Yes, really: Judge orders GMail account closed because user received unsolicited e-mail


Use your GMail account for everything?

If you do, this story will make you seriously uneasy. (And it’s not GMail’s fault.) This is a scary and dangerous precedent, and it could happen to any of us that use and love GMail, if it’s allowed to stand. A GMail user (like Joe You) received a random, mis-addressed e-mail from a bank employee. And because said user had the audacity to have a working e-mail address, his ass is being hauled into court:

According to a court document in the case, in August a customer of the Rocky Mountain Bank asked a bank employee to send certain loan statements to a representative of the customer. The employee, however, inadvertently sent the e-mail to the wrong Gmail address. Additionally, the employee had attached a sensitive file to the e-mail that should not have been sent at all.

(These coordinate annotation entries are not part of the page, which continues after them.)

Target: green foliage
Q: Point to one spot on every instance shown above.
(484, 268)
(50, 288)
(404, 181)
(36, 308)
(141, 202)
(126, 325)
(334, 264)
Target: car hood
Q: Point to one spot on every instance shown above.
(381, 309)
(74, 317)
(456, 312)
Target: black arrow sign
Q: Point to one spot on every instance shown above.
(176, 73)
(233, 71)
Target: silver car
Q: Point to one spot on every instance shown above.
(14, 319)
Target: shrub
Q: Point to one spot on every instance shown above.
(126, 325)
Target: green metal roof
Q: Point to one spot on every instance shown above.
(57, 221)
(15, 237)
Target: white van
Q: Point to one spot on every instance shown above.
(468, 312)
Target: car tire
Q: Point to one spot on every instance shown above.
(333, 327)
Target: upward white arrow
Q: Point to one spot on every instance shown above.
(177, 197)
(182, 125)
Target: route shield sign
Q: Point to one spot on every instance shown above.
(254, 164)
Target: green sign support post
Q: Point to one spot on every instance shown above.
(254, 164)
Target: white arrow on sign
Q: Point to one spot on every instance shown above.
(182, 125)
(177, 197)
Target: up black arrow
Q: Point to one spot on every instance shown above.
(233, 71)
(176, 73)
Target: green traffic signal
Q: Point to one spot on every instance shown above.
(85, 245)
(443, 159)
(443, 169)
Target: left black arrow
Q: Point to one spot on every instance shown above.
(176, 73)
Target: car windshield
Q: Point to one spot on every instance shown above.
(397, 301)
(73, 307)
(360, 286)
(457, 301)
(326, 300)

The attachment contained confidential information on 1,325 individual and business customers that included their names, addresses, tax identification or Social Security numbers and loan information.

If this guy (or girl) was going to do something nefarious, they could or even would have done so immediately. (The breach was August 12th of this year.) Downloaded the information to a thumb drive, sold it on the black market, made wallpaper out of it… the point is that the data was sent out into the internet ether, and you can’t unring a bell. It’s the risk one takes when stupidly sending a sensitive file to a GMail address. But the scary part was not that the man ended up inadvertently in possession of the data- it’s what happened afterwards.

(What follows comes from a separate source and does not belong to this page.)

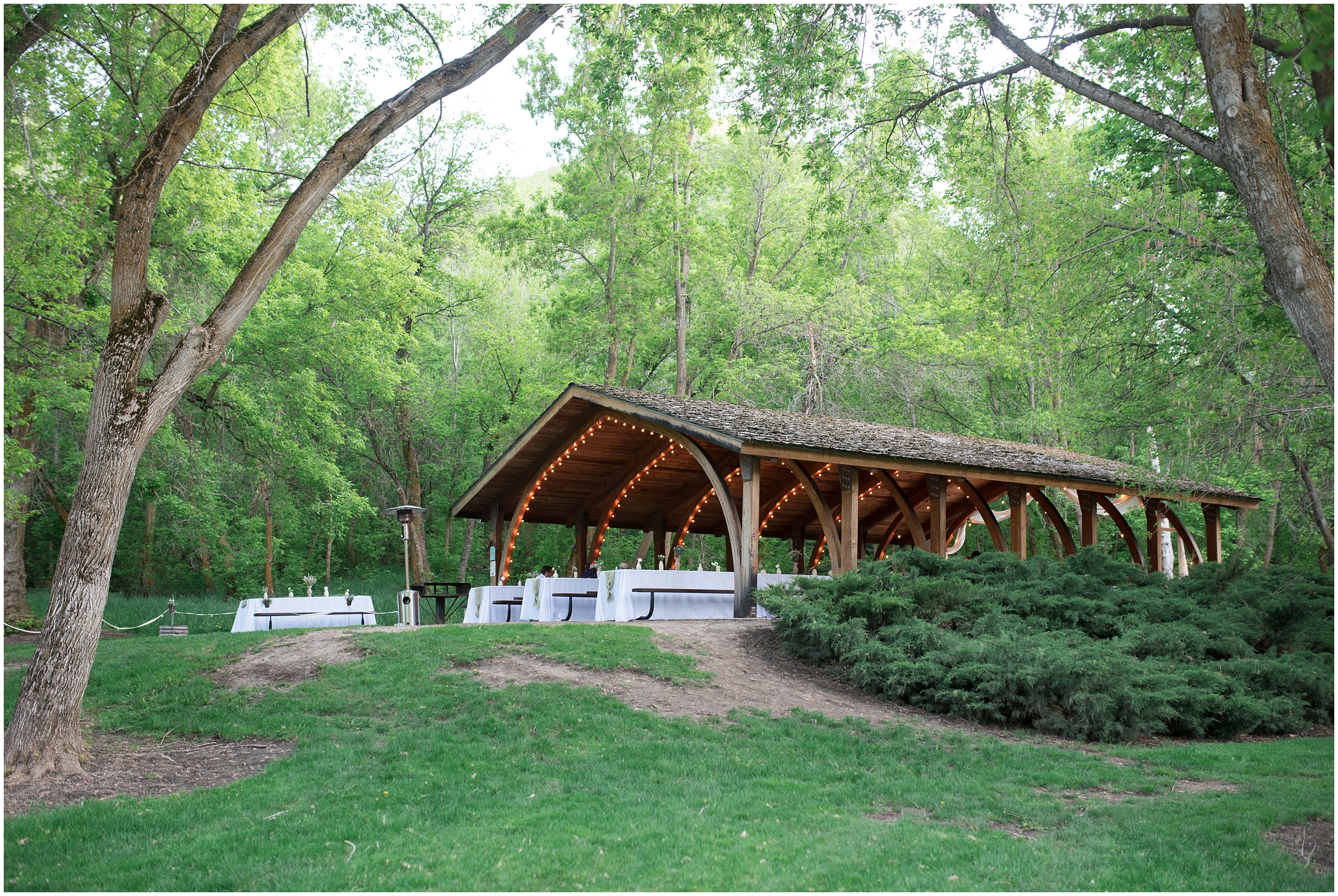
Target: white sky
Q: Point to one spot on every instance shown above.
(525, 145)
(522, 149)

The bank responsible for the whole mess, the Rocky Mountain Bank, sued Google to reveal the user’s identity (pointless) and “deactivate” the user’s account. (Doubly pointless.) If the user was going to sell or otherwise share the information, he’d have done it already. Scarier still? The judge in the case granted it. So now this person, who committed the unthinkable crime of receiving an e-mail not intended for them, stands to lose all their work contacts, all their personal contacts, sentimental emails, actual work for work…

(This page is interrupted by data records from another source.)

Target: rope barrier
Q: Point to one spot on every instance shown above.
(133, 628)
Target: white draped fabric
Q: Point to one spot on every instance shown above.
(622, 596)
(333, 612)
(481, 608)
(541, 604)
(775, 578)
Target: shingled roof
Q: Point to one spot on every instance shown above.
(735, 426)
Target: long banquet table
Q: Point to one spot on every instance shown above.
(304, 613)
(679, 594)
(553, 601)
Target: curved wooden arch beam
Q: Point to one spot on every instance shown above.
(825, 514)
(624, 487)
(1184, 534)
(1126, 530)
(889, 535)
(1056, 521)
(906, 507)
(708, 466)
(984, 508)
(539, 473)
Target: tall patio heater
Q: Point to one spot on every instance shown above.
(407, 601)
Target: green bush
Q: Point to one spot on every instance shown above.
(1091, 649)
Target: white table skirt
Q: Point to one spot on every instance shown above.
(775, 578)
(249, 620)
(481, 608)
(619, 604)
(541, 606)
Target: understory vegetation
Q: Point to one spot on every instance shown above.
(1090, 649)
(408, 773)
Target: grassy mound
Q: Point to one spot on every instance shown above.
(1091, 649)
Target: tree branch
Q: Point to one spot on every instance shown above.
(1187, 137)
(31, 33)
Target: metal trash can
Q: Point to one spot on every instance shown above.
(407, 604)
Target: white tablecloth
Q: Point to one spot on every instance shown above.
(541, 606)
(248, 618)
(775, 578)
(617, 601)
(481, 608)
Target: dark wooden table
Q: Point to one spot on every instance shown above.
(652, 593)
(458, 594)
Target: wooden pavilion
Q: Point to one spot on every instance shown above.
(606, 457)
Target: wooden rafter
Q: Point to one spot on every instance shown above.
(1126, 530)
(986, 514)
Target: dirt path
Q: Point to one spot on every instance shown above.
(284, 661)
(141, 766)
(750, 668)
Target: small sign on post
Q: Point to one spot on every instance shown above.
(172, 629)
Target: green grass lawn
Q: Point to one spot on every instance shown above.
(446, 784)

What do you store in your e-mail for reference? How screwed would you be if your GMail account was deactivated? And how could a decision like this stand in court when the actions approved by the judge clearly will do nothing to ensure the safety of the data, while managing to trample all over a person’s individual right to intellectual property? Does that only count if the intellectual property is owned by a corporation? And where does it stop? Can your computer be seized, too, if the wrong e-mail falls into your hands? After all, you could have saved the file.